Cuando el amor es nuevo y la vida burbujeante, una joven pareja se encontró con el anhelo de una base espiritual. Empezaron a buscar una iglesia y se toparon con una pequeña y pintoresca capilla en su barrio. Ilusionados, se acercaron al párroco para formar parte de su rebaño.
El pastor, sin embargo, hizo una pausa melodramática: “Tenemos un ritual de iniciación especial para nuestros futuros devotos. Los tortolitos tenéis que renunciar a los placeres de la carne durante exactamente dos quincenas. Es una prueba de vuestra convicción en la fe, incluso cuando la vida os lance tempestuosas tentaciones”.
Tomándose a pecho el voto, la pareja asiente seriamente con la cabeza. Pasan dos semanas y se acercan tímidamente a la puerta de la iglesia.
El pastor se apresura a saludarles: “¡Enhorabuena por haber sobrevivido a las dos semanas! Pero, ¿habéis sido lo bastante fuertes para manteneros alejados de las indulgencias íntimas?”. El marido, con expresión compungida, confesó: “Pastor, flaqueamos. La carne era débil”.
“Por favor, cuéntenos cómo fue su viaje a la tentación”, le preguntó el pastor, con las cejas enarcadas por la curiosidad.

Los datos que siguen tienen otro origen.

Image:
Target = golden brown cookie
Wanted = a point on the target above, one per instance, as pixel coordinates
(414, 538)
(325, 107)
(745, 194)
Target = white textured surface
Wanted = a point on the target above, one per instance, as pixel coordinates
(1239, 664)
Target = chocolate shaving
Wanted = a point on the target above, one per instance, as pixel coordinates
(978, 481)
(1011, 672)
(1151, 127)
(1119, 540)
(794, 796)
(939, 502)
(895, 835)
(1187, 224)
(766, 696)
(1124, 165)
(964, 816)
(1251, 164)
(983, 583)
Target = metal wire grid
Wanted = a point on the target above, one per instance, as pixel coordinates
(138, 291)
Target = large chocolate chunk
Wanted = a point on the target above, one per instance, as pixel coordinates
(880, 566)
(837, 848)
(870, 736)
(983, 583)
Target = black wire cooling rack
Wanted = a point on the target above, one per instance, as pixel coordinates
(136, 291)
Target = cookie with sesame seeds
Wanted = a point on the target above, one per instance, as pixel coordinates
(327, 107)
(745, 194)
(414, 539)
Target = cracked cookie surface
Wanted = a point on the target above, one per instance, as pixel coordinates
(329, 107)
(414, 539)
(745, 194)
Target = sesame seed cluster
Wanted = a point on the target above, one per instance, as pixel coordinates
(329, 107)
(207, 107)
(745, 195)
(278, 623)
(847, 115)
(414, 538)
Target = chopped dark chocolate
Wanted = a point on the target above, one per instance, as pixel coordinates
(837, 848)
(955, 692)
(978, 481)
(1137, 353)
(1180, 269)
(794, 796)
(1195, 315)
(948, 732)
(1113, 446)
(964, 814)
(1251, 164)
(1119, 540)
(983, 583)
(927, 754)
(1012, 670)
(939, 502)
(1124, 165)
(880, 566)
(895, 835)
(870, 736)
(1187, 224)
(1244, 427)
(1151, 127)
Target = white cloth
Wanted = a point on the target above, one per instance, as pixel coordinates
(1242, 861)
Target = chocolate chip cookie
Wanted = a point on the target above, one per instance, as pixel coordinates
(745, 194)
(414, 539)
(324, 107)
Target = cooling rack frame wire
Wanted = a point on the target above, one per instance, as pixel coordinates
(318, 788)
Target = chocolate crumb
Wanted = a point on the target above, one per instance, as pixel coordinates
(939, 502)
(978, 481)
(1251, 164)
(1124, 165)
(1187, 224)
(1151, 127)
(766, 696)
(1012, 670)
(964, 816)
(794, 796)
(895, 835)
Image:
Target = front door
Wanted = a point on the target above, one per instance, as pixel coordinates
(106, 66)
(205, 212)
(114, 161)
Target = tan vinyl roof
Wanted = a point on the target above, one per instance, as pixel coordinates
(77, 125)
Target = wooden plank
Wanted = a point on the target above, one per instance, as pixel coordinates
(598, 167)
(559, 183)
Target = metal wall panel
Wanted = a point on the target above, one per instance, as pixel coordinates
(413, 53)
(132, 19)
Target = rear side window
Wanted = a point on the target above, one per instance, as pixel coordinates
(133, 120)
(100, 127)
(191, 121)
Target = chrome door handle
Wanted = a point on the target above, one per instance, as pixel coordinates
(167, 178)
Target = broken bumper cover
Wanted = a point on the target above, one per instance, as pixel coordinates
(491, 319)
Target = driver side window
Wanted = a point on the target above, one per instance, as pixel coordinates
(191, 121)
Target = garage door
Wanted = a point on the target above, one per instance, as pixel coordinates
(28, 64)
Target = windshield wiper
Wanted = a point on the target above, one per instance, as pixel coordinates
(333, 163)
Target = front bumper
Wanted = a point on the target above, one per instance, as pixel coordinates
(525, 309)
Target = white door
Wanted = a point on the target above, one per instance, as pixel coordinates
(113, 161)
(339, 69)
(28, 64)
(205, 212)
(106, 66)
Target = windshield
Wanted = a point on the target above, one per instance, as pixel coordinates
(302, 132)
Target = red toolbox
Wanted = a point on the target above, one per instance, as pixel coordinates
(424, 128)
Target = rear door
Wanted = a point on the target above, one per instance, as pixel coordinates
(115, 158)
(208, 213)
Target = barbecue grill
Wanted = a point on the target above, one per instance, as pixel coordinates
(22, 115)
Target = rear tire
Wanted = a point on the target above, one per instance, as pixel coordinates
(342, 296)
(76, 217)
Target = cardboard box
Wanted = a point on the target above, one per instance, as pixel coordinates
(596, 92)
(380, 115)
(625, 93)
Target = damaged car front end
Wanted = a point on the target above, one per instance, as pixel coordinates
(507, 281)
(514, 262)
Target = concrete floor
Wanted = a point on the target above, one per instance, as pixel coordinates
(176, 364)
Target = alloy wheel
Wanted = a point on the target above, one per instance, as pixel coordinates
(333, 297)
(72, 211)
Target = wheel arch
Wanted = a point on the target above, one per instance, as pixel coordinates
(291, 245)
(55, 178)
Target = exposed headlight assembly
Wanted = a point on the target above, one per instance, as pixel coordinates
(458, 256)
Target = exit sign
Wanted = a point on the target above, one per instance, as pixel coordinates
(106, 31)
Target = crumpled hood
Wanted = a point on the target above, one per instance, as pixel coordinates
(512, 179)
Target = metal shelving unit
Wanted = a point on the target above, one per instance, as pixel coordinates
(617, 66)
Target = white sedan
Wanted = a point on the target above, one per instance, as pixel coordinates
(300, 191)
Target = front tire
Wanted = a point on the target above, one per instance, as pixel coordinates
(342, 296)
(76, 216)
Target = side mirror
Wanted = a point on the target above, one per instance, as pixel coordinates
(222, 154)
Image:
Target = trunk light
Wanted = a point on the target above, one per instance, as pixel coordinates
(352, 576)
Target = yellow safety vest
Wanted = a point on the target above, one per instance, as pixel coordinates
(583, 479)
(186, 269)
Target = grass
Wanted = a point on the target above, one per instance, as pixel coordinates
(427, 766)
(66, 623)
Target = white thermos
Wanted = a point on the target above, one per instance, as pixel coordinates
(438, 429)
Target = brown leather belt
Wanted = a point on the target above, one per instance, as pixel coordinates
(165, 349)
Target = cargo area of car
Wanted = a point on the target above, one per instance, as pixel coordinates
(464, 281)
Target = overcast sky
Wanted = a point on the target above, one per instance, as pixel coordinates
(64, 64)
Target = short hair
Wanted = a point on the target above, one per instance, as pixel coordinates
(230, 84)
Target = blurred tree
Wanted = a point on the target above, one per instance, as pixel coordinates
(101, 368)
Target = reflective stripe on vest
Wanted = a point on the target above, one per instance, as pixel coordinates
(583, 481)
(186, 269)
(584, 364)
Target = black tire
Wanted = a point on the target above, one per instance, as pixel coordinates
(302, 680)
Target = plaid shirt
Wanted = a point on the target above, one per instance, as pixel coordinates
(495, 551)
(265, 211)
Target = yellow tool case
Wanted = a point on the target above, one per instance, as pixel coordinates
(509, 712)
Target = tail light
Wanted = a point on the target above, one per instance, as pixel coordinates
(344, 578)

“Bueno”, comenzó el joven novio, “el amor de mi esposa por el maíz enlatado terminó siendo nuestra perdición. Estaba cogiéndolo de la estantería y se le cayó la lata. Cuando se agachó de la forma más inocente, yo, bajo el hechizo de su belleza, perdí el control. Me metí bajo su falda, le quité la ropa interior y, entre el maíz y los guisantes, se perdió nuestra santidad”.
El párroco, tratando de reprimir un jadeo escandalizado, declaró solemnemente: “Esta desafortunada transgresión no me deja más remedio que prohibirle poner un pie en nuestra iglesia.”
Con aire de fingida decepción, el marido asintió: “Me parece justo, pastor. Para ser sincero, la tienda de comestibles nos prohibió primero”.